Modern Design In Britain9 November, 2015
“LEARNING TO LOOK CAN BE AS CREATIVE AS MAKING.” HIS OWN EXPERTISE DEVELOPED FROM A NATURAL CURIOSITY IN HIS SURROUNDINGS, AND AN UNDERSTANDING OF HOW IMPORTANT GOOD DESIGN CAN BE TO EVERYDAY LIFE.
Ken Stradling, the nonagenarian collector and a patron of modern design, has long believed that “learning to look can be as creative as making”. His own expertise developed from a natural curiosity in his surroundings, and an understanding of how important good design can be to everyday life.
Stradling has spent most of his life working for the Bristol Guild of Applied Art. As its buyer and director, he filled it with innovative stock sourced from Europe and Scandinavia as well as Britain. Over the decades it expanded to sell furniture and textiles, and to include an exhibition space and restaurant. It was there that Stradling learned to look, training his eye as he discovered new makers, bought, sold and exhibited their work.
Gradually, Stradling began to build up his own personal collection of 20th and 21st century design, encompassing furniture, ceramics, glassware, pottery and wooden objects. In 2007 he created a charitable trust for the collection with a permanent home in Bristol. It is intended as a study centre; everything can be handled, and nothing is in cabinets. “You can,” he says with pride, “sit on every bloody chair”.
For this exhibition, titled “Modern Design in Britain”, Margaret Howell has selected fifty objects from the Ken Stradling Collection for display at her flagship shop on Wigmore Street in London. It reflects the range of Stadling’s collection as well as Howell’s own taste.
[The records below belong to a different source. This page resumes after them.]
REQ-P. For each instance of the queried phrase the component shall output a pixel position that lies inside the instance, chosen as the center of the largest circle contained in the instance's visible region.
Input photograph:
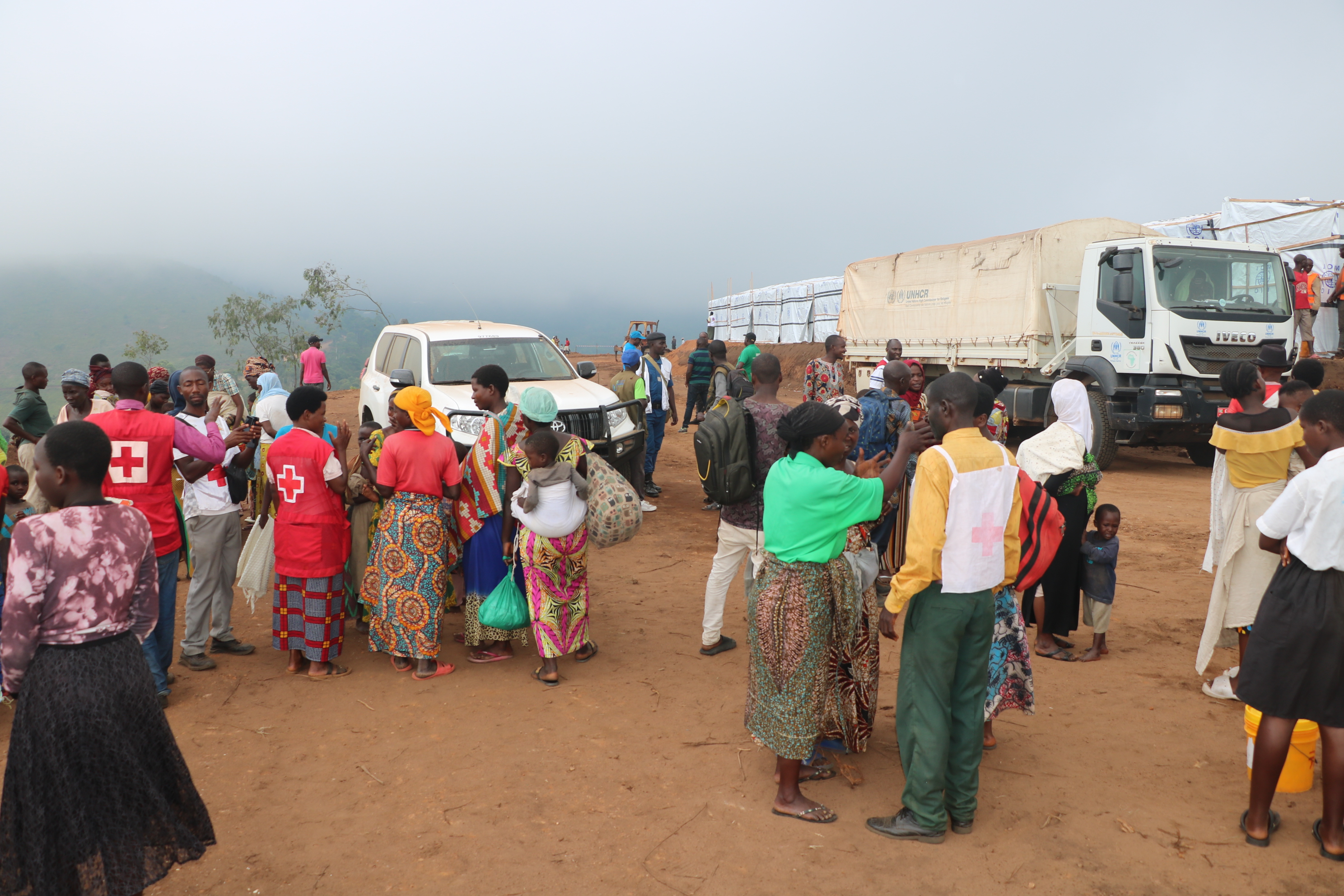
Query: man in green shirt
(748, 354)
(628, 386)
(30, 421)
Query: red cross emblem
(987, 535)
(289, 484)
(130, 462)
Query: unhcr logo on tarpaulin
(932, 296)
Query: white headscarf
(1073, 407)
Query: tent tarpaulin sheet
(984, 293)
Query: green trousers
(941, 702)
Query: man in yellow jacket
(963, 547)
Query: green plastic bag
(506, 607)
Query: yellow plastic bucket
(1296, 777)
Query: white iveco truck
(1146, 322)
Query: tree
(335, 292)
(147, 347)
(273, 327)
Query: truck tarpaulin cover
(985, 290)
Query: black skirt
(97, 798)
(1295, 658)
(1059, 583)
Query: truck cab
(1157, 322)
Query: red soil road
(638, 777)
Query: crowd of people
(930, 520)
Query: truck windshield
(1221, 283)
(453, 362)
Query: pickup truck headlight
(470, 424)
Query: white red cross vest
(312, 534)
(141, 469)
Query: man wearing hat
(313, 360)
(1272, 363)
(662, 406)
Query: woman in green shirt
(806, 590)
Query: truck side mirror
(1123, 288)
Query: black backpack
(740, 386)
(725, 452)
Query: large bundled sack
(613, 515)
(725, 452)
(257, 563)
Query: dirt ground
(638, 777)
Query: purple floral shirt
(76, 575)
(770, 448)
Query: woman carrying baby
(551, 569)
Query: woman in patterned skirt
(806, 589)
(553, 573)
(480, 513)
(406, 581)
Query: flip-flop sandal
(1316, 833)
(440, 669)
(725, 644)
(332, 672)
(1273, 826)
(807, 816)
(1058, 653)
(488, 656)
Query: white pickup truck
(441, 356)
(1146, 322)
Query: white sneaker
(1219, 688)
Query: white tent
(804, 311)
(1288, 226)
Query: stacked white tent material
(1291, 228)
(826, 308)
(765, 313)
(781, 313)
(796, 312)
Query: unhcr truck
(1146, 322)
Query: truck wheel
(1104, 433)
(1202, 453)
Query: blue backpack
(873, 432)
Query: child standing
(1292, 668)
(1101, 547)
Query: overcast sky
(579, 164)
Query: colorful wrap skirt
(793, 613)
(1010, 661)
(555, 579)
(406, 582)
(309, 616)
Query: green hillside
(62, 312)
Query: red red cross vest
(141, 469)
(312, 534)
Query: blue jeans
(656, 422)
(158, 647)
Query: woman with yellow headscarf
(406, 582)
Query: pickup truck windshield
(1214, 283)
(452, 362)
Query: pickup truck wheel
(1202, 453)
(1104, 433)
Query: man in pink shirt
(315, 363)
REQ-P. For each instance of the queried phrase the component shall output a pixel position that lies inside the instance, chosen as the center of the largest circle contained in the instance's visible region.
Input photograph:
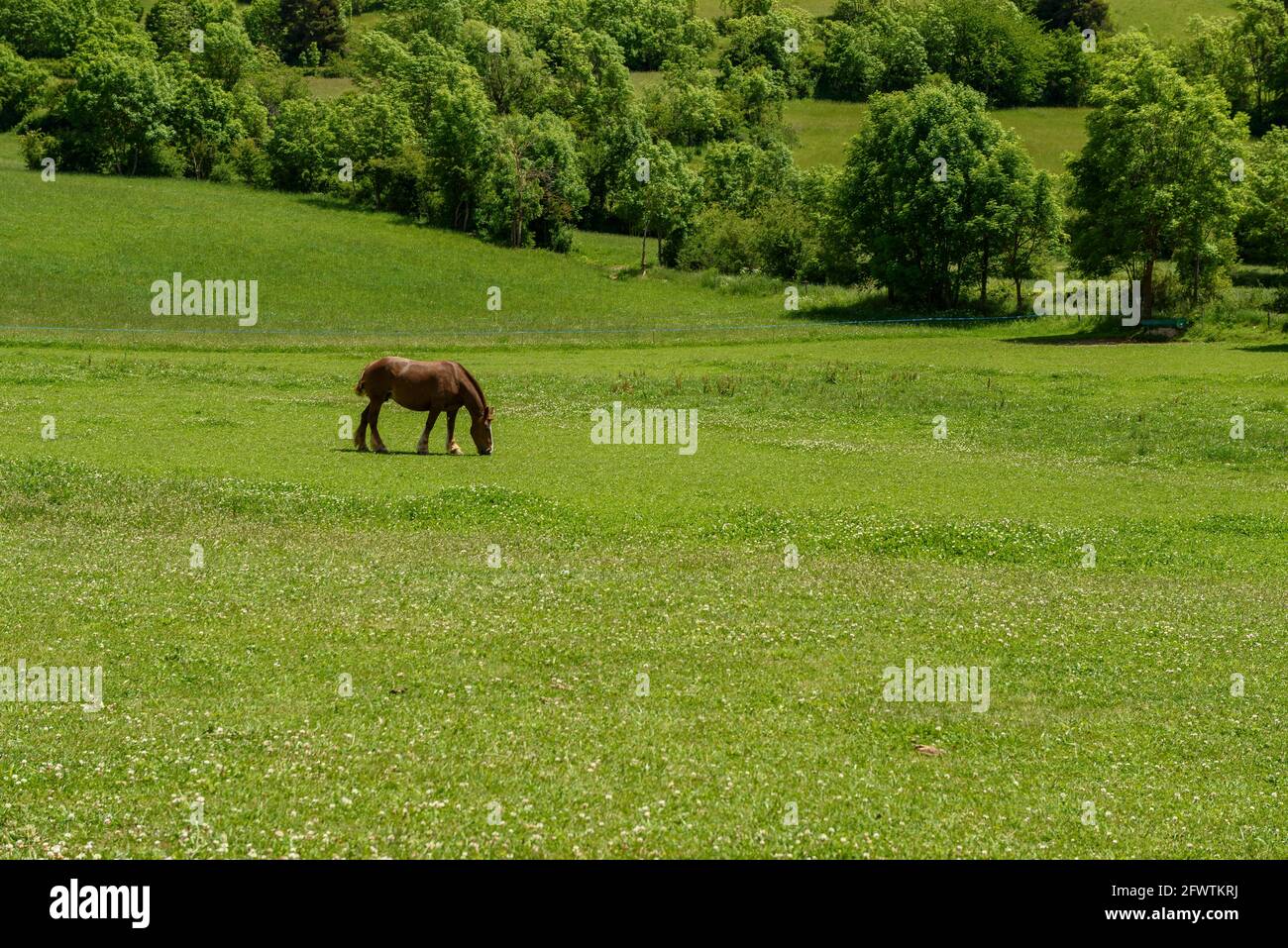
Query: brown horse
(433, 386)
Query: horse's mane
(475, 382)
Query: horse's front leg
(452, 447)
(373, 417)
(360, 437)
(423, 447)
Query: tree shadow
(883, 312)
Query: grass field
(518, 691)
(1164, 18)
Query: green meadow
(579, 649)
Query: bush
(21, 84)
(38, 146)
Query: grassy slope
(1164, 18)
(518, 685)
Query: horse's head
(481, 430)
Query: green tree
(912, 205)
(202, 119)
(1154, 176)
(300, 150)
(1021, 227)
(373, 130)
(1263, 228)
(658, 194)
(228, 53)
(115, 116)
(988, 46)
(539, 188)
(21, 84)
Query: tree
(687, 107)
(540, 191)
(228, 53)
(372, 130)
(988, 46)
(1154, 176)
(21, 84)
(201, 115)
(513, 75)
(1263, 230)
(301, 150)
(912, 205)
(784, 42)
(657, 193)
(1083, 14)
(52, 29)
(1022, 218)
(116, 115)
(312, 24)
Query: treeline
(516, 120)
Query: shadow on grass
(1271, 347)
(879, 311)
(404, 454)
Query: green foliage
(314, 29)
(54, 27)
(1154, 176)
(687, 107)
(514, 76)
(657, 193)
(21, 84)
(301, 149)
(651, 33)
(116, 116)
(928, 194)
(1081, 14)
(266, 27)
(228, 53)
(1262, 233)
(537, 187)
(991, 47)
(1247, 55)
(884, 51)
(202, 121)
(785, 42)
(373, 130)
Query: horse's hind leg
(360, 437)
(423, 447)
(373, 417)
(452, 447)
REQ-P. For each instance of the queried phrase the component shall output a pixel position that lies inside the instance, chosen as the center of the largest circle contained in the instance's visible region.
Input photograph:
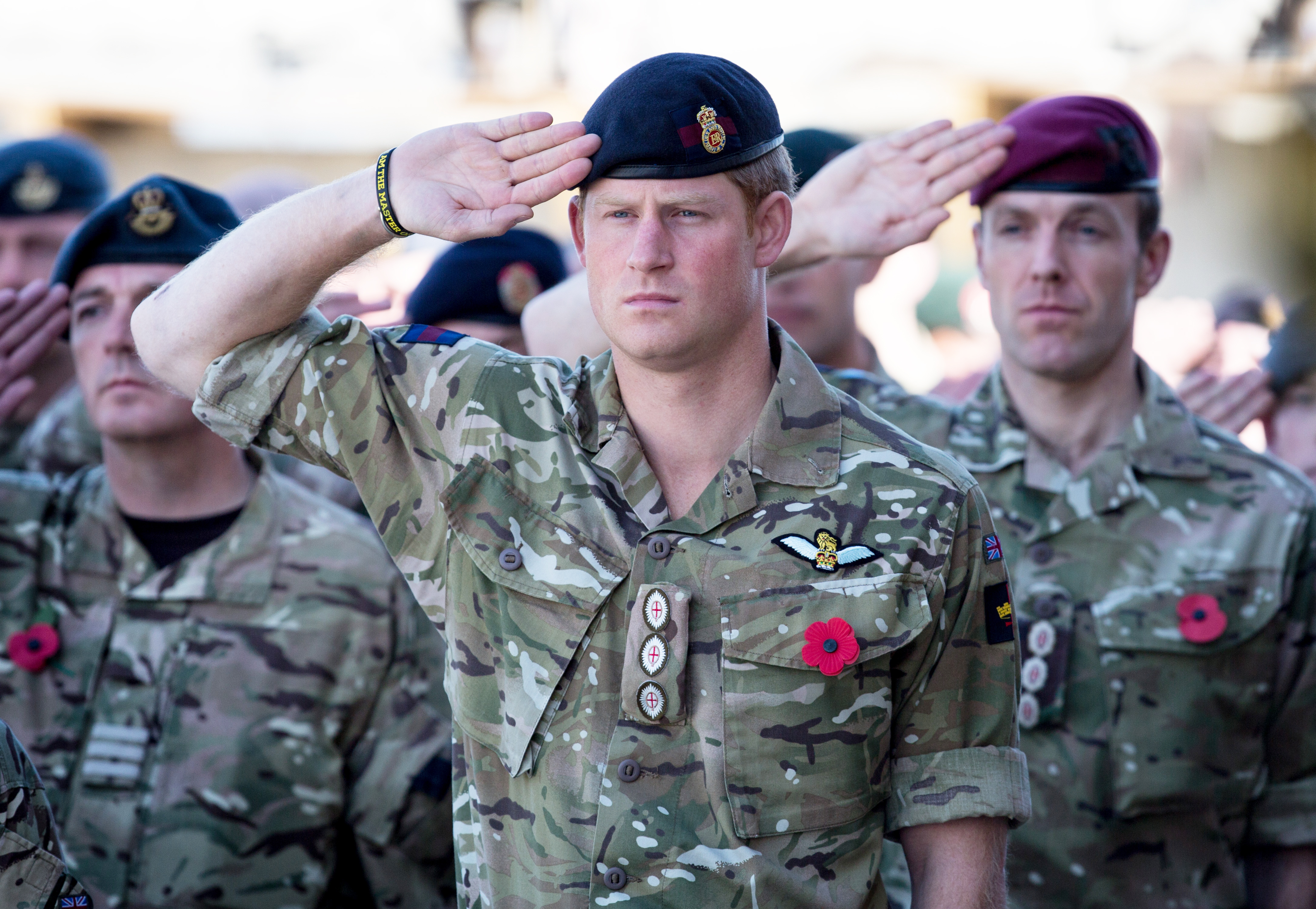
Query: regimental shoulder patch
(429, 335)
(1001, 614)
(824, 553)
Fitting comfortably between the rails of her autumn collection and alongside British design favourites such as Ercol and Anglepoise, there are rows of studio pottery, shelves of brightly coloured Scandinavian glass, and clusters of Marcel Breuer furniture.
Stradling’s taste is not easy to predict, and there is no dominant aesthetic or obvious theme; Bauhaus side-tables and Somerset ceramics are viewed with equal respect. The two design connoisseurs share an appreciation for quality materials, longevity and utility, as well as the charms of handmade imperfections and original design.